Passionfruit vines don’t have to be pruned to get good fruit set, but pruning in early spring (after last frosts – important) will help promote new growth where the flowers and subsequent fruit will form. Pruning will also keep a rampant vine under control. Avoid pruning the main stems and main lateral stems, clean up the twining often rampant side stems. You can remove as much as one third of the previous year’s growth.
Keep the vines well fertilised (and watered) all the way from spring through to autumn. In this instance it is helpful if you use a fertiliser which has a N:P:K ratio weighted towards the Phosphorus and Potassium end, so a ‘Flower and Fruit’ or a Citrus fertiliser will work well.
A common complaint is lots of flowers and no fruit. Try hand pollinating if the bees are not doing the job, using a fine paint brush, transfer pollen from the stamens (5 of these per flower) to the stigma (three of these per flower). If that is too tedious simply pick a flower and swipe it across other flowers using a downward motion to transfer pollen onto the stigmas. Also try planting something like lavender nearby to encourage bees into the vicinity.

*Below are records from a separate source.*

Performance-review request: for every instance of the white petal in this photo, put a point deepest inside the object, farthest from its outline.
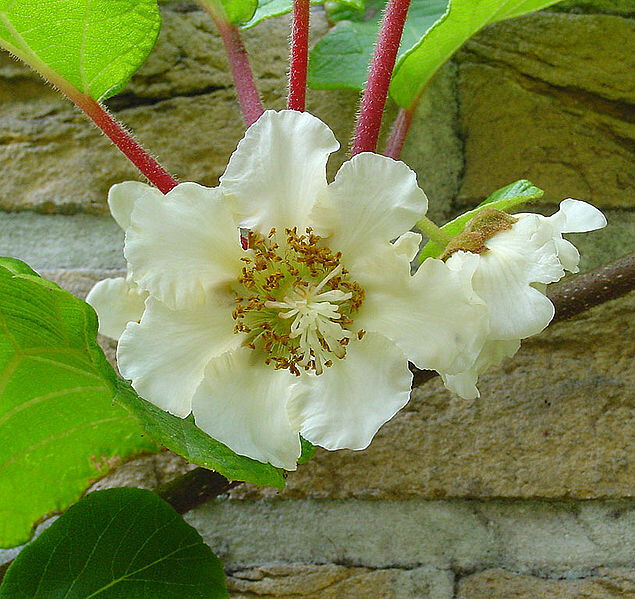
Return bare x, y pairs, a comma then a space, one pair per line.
242, 402
434, 316
517, 259
493, 352
373, 199
575, 216
117, 302
122, 197
184, 245
408, 245
278, 170
166, 353
345, 406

At the nursery we no longer stock grafted passionfruit. We decided to do this after finding that the very vigorous rootstock heavily suckered and eventually outgrew the grafted material on too many of our customer’s plants. All the good advice and intentions in the world to remove suckers didn’t seem to work, hence the decision to nip the trouble at the source as it were, and stop stocking grafted passionfruit.